Peter got the partial magazine tucked away and a full one slotted into his M45, then managed to put the safety back on before he jammed the pistol back in its holster.  It took him four tries before the weapon was put away, and three to push himself up from his knees.  His body really didn’t want to cooperate with what he wanted,
needed
, it to do.

“Help me with Whitley.” he got out, reaching down and trying to lift her.  He wasn’t in the shape he’d been in when he was younger, but he wasn’t a soft civilian either.  Whitley wasn’t that heavy, nor was she terribly large; but he was having trouble getting her lifted off the ground.  She was still out of it, and he could see violent shuddering rippling through her body.  Her teeth were audibly chattering; the sound was like wind-up joke teeth at a Halloween party.

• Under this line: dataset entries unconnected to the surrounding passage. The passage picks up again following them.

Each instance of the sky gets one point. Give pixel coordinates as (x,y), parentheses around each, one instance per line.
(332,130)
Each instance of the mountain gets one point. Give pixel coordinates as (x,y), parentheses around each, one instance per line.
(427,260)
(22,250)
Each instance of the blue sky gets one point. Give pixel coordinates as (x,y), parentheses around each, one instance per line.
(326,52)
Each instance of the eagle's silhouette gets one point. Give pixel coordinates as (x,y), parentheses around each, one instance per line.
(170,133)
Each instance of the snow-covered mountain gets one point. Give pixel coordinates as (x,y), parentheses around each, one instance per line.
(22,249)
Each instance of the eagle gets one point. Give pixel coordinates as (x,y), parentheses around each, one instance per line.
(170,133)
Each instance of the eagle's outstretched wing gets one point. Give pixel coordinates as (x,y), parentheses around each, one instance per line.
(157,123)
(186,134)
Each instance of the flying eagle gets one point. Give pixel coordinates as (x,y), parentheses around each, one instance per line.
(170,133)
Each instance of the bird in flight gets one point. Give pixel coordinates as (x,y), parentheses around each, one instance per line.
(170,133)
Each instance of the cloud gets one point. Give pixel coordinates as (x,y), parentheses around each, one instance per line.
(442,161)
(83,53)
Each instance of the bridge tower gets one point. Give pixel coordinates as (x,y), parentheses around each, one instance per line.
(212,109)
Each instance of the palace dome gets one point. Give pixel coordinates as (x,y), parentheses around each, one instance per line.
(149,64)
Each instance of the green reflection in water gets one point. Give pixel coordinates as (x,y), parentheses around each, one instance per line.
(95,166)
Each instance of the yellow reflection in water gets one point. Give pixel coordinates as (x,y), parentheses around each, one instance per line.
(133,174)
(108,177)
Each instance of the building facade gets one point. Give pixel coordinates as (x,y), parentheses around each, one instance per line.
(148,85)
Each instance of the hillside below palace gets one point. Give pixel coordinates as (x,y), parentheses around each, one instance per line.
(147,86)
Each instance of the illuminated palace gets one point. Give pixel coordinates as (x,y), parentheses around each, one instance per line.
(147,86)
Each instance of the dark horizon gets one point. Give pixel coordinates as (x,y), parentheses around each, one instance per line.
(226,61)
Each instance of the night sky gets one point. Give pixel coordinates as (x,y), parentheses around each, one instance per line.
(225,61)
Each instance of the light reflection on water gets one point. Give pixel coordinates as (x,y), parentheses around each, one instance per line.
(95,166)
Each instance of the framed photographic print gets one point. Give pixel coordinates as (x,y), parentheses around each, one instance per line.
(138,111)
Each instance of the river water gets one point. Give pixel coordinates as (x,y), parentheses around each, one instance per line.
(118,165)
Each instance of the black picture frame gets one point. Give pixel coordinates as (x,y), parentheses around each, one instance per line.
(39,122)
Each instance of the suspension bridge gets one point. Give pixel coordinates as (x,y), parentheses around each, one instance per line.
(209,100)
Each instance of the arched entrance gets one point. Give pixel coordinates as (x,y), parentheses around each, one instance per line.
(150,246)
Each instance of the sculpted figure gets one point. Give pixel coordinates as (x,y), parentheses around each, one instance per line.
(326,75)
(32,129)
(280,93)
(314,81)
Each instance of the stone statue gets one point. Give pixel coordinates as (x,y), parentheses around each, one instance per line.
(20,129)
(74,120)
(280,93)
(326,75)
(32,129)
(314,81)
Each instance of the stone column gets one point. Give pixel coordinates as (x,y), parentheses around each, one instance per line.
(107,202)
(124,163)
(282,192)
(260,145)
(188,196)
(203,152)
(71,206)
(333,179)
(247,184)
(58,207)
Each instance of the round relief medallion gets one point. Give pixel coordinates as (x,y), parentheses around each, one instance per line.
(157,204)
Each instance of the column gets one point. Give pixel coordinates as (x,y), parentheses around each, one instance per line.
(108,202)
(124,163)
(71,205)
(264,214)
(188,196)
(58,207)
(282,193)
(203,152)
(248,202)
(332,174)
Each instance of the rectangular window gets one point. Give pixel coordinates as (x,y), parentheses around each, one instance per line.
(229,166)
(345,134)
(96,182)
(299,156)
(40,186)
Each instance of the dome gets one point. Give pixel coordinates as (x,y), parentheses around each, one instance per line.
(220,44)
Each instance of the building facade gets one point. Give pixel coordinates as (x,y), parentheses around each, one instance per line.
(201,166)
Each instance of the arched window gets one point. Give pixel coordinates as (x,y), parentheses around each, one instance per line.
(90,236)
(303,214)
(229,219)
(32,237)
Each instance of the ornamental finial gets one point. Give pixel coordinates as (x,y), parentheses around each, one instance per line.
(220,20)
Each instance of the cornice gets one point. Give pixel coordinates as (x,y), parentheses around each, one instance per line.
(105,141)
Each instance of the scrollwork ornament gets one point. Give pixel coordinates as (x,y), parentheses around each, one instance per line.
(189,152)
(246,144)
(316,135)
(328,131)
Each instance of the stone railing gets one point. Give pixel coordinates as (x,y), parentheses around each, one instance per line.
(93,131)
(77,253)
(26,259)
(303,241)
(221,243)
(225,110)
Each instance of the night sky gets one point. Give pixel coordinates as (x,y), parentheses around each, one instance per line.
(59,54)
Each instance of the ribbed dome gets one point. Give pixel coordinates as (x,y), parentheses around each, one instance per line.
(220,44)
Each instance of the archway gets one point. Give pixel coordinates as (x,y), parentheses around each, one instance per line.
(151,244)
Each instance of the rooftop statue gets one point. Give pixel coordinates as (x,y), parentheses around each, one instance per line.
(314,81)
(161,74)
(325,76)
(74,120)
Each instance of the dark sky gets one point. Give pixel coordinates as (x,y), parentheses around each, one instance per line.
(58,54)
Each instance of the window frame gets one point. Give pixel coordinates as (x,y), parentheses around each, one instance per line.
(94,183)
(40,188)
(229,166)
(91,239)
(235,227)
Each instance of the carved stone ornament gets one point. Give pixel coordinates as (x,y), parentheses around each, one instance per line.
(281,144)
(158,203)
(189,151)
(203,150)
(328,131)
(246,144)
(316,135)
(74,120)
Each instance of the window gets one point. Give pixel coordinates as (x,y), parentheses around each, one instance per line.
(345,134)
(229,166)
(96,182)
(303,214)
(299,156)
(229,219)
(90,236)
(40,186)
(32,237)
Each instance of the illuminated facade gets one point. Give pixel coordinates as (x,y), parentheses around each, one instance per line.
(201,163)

Smith staggered over and took her other arm.  Between both men, they got Whitley upright.  Her head lolled around on her neck in a manner that struck Peter as dangerous, but he couldn’t do much to help that right now.  It was taking an enormous amount of his willpower to hold her and himself upright without dropping her.  If the worst she suffered from all of this was whiplash, that was fine.  He looked around again as he got her arm draped around his shoulders, holding it there with one hand while he got his other around her waist so he could grip her belt.

“That way.” he nodded with his head.  “S-s-straight for that roof there.” Peter added when he realized Smith wasn’t watching him, and even if he was the Marine’s head gesture was so spastic to have indicated anything in the western half of the continent.

“T-t-they t-t-train you f-f-f-or t-t-t-his?” Smith stuttered as the two of them stumbled away from the Mississippi.

“F-f-for what?”

“Cold.”

Peter shrugged, though the motion was indistinguishable from his shivering.  “N-n-no.”

“S-s-shit.”

“I kn-kn-know what to do.” Peter said as they left the river behind and their soaked boots found dry dirt instead of damp sand and mud.

“W-w-what?”

“Fire.” Peter said.  “G-g-get warm.”

“D-d-didn’t n-n-need you to t-t-t-ell me that.” Smith got out as they started climbing the rise at the edge of the ‘beach’.

Peter tripped over the ground as his feet started to cooperate less and less.  He stumbled down to one knee with a curse, but he managed to keep from falling all the way over.  Or from dropping Whitley.  Which was notable considering his fall had dragged Smith down on the other side of the Guardswoman, and made him sway toward Peter as he was pulled off balance.